Mbogo CN., Kabiru EW., Glass GE., Forster D., Snow RW., Khamala CP., Ouma JH., Githure JI., Marsh K., Beier JC.
A case-control study examined vector-related and environmental parameters associated with severe malaria in Kilifi District along the coast of Kenya. Over an 11-month period, 119 children identified with severe malaria infections at the Kilifi District Hospital were matched by age with control children who reported to the outpatient clinic with nonsevere infections. Intensive mosquito sampling was done in each of the case-control houses over a four-day period, beginning within a week of index case admission.
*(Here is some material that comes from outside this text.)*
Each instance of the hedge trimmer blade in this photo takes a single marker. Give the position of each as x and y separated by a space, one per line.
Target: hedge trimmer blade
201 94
A total of 109 environmental, demographic, behavioral, and animal husbandry variables were characterized for each household. Vector species (Anopheles gambiae s.l. and An. funestus) were detected in 40.1% and 36.1% of case and control houses, respectively. The relative abundance of vectors in individual houses was stable over the two-week resampling periods (r = 0.9). Both the overall abundance of anopheline mosquitoes (odds ratio [OR] = 1.5) and P. falciparum sporozoite rates (OR = 1.5) were not significantly different between case and control houses. In a matched analysis, 11 of 109 house variables associated significantly with severe malaria were also associated with vector abundance, as determined by chi-square linear trend analysis. Under conditions of year-round, low-level transmission on the coast of Kenya, the risk of severe disease in children is multifactorial and not governed strictly by transmission intensity or environmental heterogeneity affecting vector abundance and distributions. This suggests that current interventions that appear to be achievable only in areas where transmission is already low to moderate should be appropriate. However, such interventions should be monitored so that inappropriate and possibly disastrous control activities can be avoided in Africa.